Then he walked through the house to the northern terrace, where Philippa and Peggy sat sewing and looking out across the valley toward the smoky panorama in the north. His field glasses lay on the parapet, and he picked them up and adjusted them to his vision.

"Isly is burning, and Rosales, and the great farm of Le Pigeonnier," remarked Peggy.

"Who says so?"

"Mathilde. The postman told her. He heard it in Ausone from the soldiers. That is where the fighting is, at Isly. The trains leaving Ausone are loaded with soldiers going north. It appears that matters are progressing very well for us."

Warner said nothing. With two French towns burning on the horizon, the great farm of Le Pigeonnier on fire, and the cannonade steadily becoming more distinct, he was not at all certain that everything promised well for Ausone and Saïs and the valley of the Récollette.

Through his glasses he could see the beautiful spire of Sainte Cassilda in Ausone. Beyond, where the wooded, conical hill rose from the rolling plain as though it were an enormous artificial mound, nothing of the fort was visible.

But farther away, beyond the river, he could see trains crawling across the landscape – see smoke trailing from locomotives; farther still only the green and gold of woods and grain fields stretched away, growing vaguer and dimmer until the wall of smoke obscured them and blotted the earth from view.

Madame de Moidrey appeared at the doorway behind them.

"They have just telephoned from Ausone to ask whether we can take in wounded, if necessary," she said calmly. "They are to send material for fifty beds this evening. Sister Eila and Dr. Senlis have offered to remain for the present. I think everybody will have to help."

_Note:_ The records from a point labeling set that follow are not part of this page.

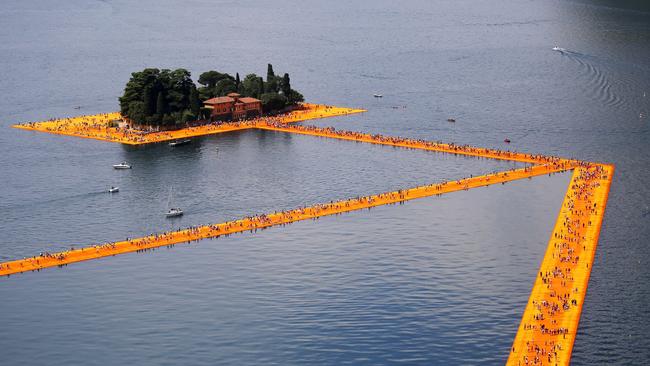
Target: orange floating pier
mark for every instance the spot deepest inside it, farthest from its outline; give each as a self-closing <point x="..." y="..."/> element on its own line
<point x="46" y="260"/>
<point x="105" y="126"/>
<point x="550" y="322"/>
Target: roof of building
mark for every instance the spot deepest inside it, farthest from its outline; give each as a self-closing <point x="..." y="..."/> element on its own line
<point x="249" y="100"/>
<point x="221" y="100"/>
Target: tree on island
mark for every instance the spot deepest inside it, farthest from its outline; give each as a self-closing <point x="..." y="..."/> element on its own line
<point x="169" y="98"/>
<point x="158" y="97"/>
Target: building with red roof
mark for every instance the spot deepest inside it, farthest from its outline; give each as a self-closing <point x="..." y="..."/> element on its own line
<point x="233" y="107"/>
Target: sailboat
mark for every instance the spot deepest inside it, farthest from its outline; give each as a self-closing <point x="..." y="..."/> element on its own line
<point x="173" y="211"/>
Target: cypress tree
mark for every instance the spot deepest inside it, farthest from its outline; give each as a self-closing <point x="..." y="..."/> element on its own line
<point x="160" y="104"/>
<point x="195" y="103"/>
<point x="149" y="101"/>
<point x="261" y="89"/>
<point x="269" y="73"/>
<point x="286" y="85"/>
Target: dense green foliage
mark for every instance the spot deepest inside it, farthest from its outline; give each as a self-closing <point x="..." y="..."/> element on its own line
<point x="170" y="97"/>
<point x="160" y="97"/>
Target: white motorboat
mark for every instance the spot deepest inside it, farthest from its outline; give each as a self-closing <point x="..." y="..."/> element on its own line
<point x="173" y="211"/>
<point x="179" y="143"/>
<point x="122" y="165"/>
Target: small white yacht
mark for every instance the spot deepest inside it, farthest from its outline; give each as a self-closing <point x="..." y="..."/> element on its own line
<point x="174" y="211"/>
<point x="122" y="165"/>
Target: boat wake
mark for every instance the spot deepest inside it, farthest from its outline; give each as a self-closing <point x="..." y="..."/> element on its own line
<point x="598" y="85"/>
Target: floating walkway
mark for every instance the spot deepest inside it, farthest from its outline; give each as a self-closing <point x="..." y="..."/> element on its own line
<point x="103" y="126"/>
<point x="46" y="260"/>
<point x="550" y="322"/>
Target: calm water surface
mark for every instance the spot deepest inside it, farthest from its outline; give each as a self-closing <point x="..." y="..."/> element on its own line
<point x="435" y="281"/>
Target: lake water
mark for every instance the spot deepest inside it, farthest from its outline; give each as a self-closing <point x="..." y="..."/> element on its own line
<point x="434" y="281"/>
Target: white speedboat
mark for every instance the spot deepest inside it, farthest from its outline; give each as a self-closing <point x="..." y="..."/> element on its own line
<point x="179" y="143"/>
<point x="122" y="165"/>
<point x="173" y="212"/>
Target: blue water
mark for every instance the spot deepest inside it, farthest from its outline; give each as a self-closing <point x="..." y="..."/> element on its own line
<point x="434" y="281"/>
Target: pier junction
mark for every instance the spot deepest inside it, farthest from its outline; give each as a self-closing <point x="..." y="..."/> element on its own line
<point x="550" y="320"/>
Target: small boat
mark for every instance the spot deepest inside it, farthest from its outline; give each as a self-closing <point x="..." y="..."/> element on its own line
<point x="173" y="211"/>
<point x="122" y="165"/>
<point x="179" y="143"/>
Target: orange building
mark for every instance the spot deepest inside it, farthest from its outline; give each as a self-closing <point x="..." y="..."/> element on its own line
<point x="233" y="107"/>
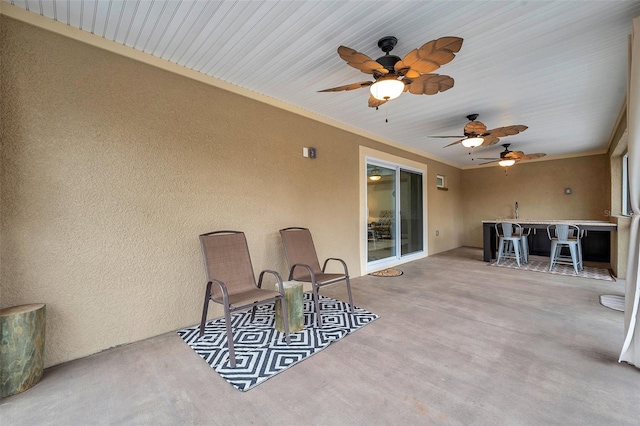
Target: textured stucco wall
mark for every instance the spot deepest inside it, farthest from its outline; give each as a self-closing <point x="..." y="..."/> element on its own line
<point x="111" y="169"/>
<point x="538" y="188"/>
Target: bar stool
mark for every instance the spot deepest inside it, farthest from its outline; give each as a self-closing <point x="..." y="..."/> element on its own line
<point x="565" y="235"/>
<point x="525" y="244"/>
<point x="509" y="241"/>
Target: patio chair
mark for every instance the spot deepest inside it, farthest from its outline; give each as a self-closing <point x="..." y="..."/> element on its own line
<point x="304" y="266"/>
<point x="231" y="281"/>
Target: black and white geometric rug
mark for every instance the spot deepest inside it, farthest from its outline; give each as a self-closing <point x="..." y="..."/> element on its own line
<point x="261" y="351"/>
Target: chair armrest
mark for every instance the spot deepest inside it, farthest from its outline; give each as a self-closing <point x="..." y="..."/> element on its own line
<point x="223" y="290"/>
<point x="277" y="275"/>
<point x="302" y="265"/>
<point x="344" y="265"/>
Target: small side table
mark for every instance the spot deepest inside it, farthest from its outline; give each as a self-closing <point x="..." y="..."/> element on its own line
<point x="295" y="306"/>
<point x="22" y="348"/>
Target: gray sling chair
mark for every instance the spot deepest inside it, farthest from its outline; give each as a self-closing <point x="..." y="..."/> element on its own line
<point x="232" y="283"/>
<point x="304" y="266"/>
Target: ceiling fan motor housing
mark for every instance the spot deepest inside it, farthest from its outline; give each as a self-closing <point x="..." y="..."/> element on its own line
<point x="386" y="44"/>
<point x="388" y="61"/>
<point x="475" y="128"/>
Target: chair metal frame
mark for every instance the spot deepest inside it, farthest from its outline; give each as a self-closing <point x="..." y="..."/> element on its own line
<point x="565" y="235"/>
<point x="318" y="277"/>
<point x="260" y="295"/>
<point x="509" y="241"/>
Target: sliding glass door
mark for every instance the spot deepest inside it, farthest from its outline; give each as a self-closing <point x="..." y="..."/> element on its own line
<point x="381" y="203"/>
<point x="395" y="214"/>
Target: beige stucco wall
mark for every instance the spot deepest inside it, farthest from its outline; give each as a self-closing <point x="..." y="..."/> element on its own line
<point x="111" y="169"/>
<point x="538" y="187"/>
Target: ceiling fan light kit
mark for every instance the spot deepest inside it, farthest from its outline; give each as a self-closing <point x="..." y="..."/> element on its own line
<point x="507" y="163"/>
<point x="387" y="88"/>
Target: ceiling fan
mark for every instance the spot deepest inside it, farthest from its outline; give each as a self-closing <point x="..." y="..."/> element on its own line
<point x="509" y="158"/>
<point x="393" y="75"/>
<point x="476" y="133"/>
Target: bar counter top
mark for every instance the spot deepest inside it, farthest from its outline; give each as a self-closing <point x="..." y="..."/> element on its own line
<point x="584" y="222"/>
<point x="602" y="227"/>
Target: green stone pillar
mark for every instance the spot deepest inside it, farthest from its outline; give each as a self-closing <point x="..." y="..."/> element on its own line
<point x="22" y="347"/>
<point x="295" y="307"/>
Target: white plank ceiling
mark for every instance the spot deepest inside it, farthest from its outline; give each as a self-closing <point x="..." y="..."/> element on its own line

Philippa, who had risen, came toward her.

"I don't mind where I sleep," she said, "if I can only be of any use – "

"You are not going to be disturbed, dear – not at present, anyway." And to Peggy: "I have told them to open the east wing and air the gallery and the rooms on both the upper floors. There is room for two hundred beds in the east wing. Vignier has gone to turn on the water, and I shall have the parquet and windows thoroughly cleaned and the stair carpets taken out of storage and laid down."

"Is there anything I can do?" asked Warner.

"Nothing for any of us to do so far. When the beds arrive, I shall have them set up and ready, that's all. Peggy, if the servants require any further instructions, tell them what to do. Sister Eila is inspecting the east wing and I must return to Mr. Gray."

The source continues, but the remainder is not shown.